"Such, then, is the present state of the question. Thirty-six elements of nine planets (four being hypothetical) appear to harmonize with Kirkwood's analogy in all the four fundamental equations of condition for each planet.
"To suppose that so many independent variable quantities should harmonize together by accident, is a more strained construction of the premises than the frank admission that they follow a law of nature.
"If, in the course of time, the hypotheses of Laplace and Kirkwood should be found to be the laws of nature, they will throw new light on the internal organization of the planets in their present, and in any more primitive, state through which they may have passed.
"For instance, we may compute the distance from the centre at which any planet must have received its projectile force, in order to produce, at the same time, its double movement of translation and rotation.

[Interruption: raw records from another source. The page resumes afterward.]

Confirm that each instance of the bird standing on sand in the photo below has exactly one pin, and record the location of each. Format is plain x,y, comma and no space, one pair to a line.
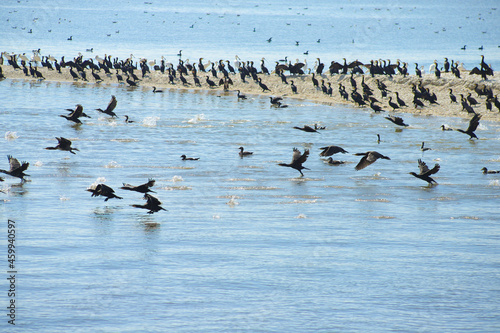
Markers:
473,124
368,158
63,144
244,153
16,169
103,190
110,108
425,173
297,160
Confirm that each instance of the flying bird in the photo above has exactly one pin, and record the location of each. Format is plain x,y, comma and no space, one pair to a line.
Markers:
103,190
16,169
297,160
152,204
110,108
425,173
368,158
63,144
144,188
474,122
330,150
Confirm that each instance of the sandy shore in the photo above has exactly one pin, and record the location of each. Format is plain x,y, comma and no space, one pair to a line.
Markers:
306,89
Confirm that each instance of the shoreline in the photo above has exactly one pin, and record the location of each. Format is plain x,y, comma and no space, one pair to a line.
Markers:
307,91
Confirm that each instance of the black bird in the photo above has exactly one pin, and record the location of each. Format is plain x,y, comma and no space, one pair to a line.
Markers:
63,144
244,153
110,108
486,171
330,150
396,120
422,148
297,160
368,158
144,188
263,86
306,129
16,169
474,122
425,173
77,113
241,96
184,158
103,190
152,204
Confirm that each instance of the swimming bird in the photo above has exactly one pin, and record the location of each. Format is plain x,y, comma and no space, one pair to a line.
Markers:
474,122
184,158
425,172
306,129
152,204
297,160
73,116
330,150
331,161
143,188
241,96
422,148
396,120
486,171
111,106
103,190
368,158
63,144
244,153
16,169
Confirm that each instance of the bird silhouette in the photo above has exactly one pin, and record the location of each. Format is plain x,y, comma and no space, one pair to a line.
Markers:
16,169
425,172
297,160
144,188
368,158
473,124
63,144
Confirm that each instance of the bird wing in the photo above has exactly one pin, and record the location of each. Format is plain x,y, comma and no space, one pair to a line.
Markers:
111,105
474,122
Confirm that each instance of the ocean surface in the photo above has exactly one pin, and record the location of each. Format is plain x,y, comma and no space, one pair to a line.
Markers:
247,245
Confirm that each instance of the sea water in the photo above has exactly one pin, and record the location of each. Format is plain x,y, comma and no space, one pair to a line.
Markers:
246,245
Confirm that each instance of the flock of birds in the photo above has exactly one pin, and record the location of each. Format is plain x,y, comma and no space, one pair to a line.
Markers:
246,70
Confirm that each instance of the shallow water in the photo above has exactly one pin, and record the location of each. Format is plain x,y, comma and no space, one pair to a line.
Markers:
247,245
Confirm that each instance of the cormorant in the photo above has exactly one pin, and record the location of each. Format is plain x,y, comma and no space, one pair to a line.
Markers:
486,171
330,150
63,144
77,113
152,204
368,158
297,160
425,173
396,120
306,129
103,190
111,106
144,188
474,122
184,158
16,169
244,153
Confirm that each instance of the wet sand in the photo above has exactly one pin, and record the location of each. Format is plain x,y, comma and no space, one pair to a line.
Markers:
306,90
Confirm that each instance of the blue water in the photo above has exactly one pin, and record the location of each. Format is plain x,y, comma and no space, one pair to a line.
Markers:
246,245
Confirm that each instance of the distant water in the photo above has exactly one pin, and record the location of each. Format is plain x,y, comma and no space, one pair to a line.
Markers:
246,245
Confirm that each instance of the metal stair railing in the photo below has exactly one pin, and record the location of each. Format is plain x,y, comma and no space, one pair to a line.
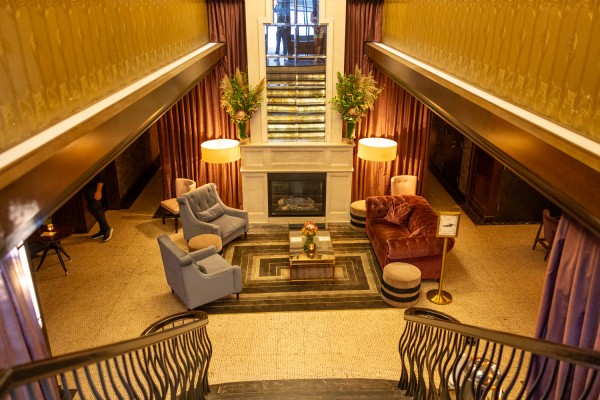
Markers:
169,360
444,359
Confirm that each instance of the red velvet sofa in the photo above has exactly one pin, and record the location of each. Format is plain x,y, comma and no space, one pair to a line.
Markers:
412,239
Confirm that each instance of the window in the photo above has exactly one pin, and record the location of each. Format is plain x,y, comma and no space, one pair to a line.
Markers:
295,45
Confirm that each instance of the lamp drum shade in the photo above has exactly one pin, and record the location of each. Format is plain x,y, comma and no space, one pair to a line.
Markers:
220,151
377,149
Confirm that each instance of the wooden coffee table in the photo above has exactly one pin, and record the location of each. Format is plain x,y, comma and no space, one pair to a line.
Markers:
320,267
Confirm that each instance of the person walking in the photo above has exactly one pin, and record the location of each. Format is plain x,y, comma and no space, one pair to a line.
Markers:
282,9
93,197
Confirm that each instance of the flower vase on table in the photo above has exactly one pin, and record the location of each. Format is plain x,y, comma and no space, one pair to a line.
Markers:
350,128
241,100
309,231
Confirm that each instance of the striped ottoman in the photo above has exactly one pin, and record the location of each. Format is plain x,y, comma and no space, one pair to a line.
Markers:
401,284
358,215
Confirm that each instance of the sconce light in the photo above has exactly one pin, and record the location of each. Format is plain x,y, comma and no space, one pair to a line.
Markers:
220,151
377,149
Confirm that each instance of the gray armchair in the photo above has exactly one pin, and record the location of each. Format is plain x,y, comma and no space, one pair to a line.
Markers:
202,212
198,277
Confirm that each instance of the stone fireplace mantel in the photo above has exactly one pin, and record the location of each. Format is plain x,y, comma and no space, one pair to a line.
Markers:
334,159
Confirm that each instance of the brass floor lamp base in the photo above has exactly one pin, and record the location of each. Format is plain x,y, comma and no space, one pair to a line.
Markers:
439,297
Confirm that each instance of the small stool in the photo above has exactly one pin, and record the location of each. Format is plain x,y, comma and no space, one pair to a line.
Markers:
401,284
202,241
358,215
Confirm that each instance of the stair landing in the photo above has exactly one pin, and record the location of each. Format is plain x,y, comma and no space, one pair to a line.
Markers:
309,389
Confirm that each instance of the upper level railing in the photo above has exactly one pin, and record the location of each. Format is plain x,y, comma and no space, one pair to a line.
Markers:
170,360
444,359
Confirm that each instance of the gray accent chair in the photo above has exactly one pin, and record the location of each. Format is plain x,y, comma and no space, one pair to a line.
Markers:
202,212
198,277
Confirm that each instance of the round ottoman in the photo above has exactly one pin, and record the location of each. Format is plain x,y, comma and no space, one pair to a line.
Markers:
202,241
401,284
358,215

"If the planet, in a more primitive state, existed in the form of a ring revolving round the Sun, having its present orbit for that of the centre of gravity of the ring, the momentum of rotation must, by virtue of the principle of conservation of movement, have existed in some form in the ring. It is easy to perceive that this momentum is precisely the amount which must be distributed among the particles of the ring, in order to preserve to all the condition of dynamical equilibrium, while those of each generating surface of the ring were wheeling round with the same angular velocity.
"If the planets have really passed from the shape of a revolving ring to their present state, the prevalence of Kirkwood's analogy shews a nice adaptation of parts in every stage of the transition.
"If the primitive quantity of coloric (free and latent) had undergone a very great change beyond that now indicated in the cooling of their crusts; if the primitive quantity of movement of rotation had been different from its actual value for any planet; if the law of elasticity of particles for a given temperature and distance from each other varied from one planet to another in the primitive or present state; in either of these cases, the analogy of Kirkwood might have failed. As it is, no such failure is noticed; we are authorised, therefore, to conclude, that the primitive quantity of coloric, the law of elasticity, the quantity of movement of rotation, the past and present radii of percussion, the primitive diameter of the generating surface of the rings, and the present dimensions and density of the planets, have been regulated by a general law, which has fulfilled for all of them the four fundamental conditions of Kirkwood's hypothesis[N26].
“We may extend the nebular hypothesis and Kirkwood's analogy to the secondary system. If they are laws of nature, they must apply to both. In the secondary systems, the day and month are the same. This fact has remained hitherto unexplained. Lagrange shewed that if these values were once nearly equal, a libration sets in round a state of perfect equality; but he offered no conjecture as to the cause of the primitive equality. On the nebular and Kirkwood's hypothesis, it would only be necessary that, upon the breaking up of the ring, the primitive diameter of the generating figure and law of relative density of layers should be preserved.”
Professor Peirce, whose opinions will probably be regarded as of more value on such a subject than that of any other man in this country,—especially since his successful discussion with Leverrier,—remarked, that Kirkwood's analogy was the only discovery of the kind since Kepler's time that approached near to the character of his three physical laws. Bode's law, so called, was at best only an imperfect analogy. Kirkwood's analogy was more comprehensive, and more in harmony with the known elements of the system. The diameter of the sphere of attraction, a fundamental element in this analogy, now for the first time gave an appearance of reality to Laplace's nebular hypothesis which it never had before. The positive testimony in its favour would now outweigh the former negative evidence in the case, however strong it may have been. It follows at least from Kirkwood's analogy, that the planets were dependent upon each other, and therefore connected in their origin, whatever may have been the form of the connection, whether that of the nebular hypothesis, or some other not yet imagined.
At a later period of the meeting, M. B. A. Gould junior, stated that he had gone through the necessary calculations, using different quantities, and had come to the same conclusions as Mr Walker. He expressed his opinion, that at some future day the world will “speak of Kepler and Kirkwood as the discoverers of great planetary laws.”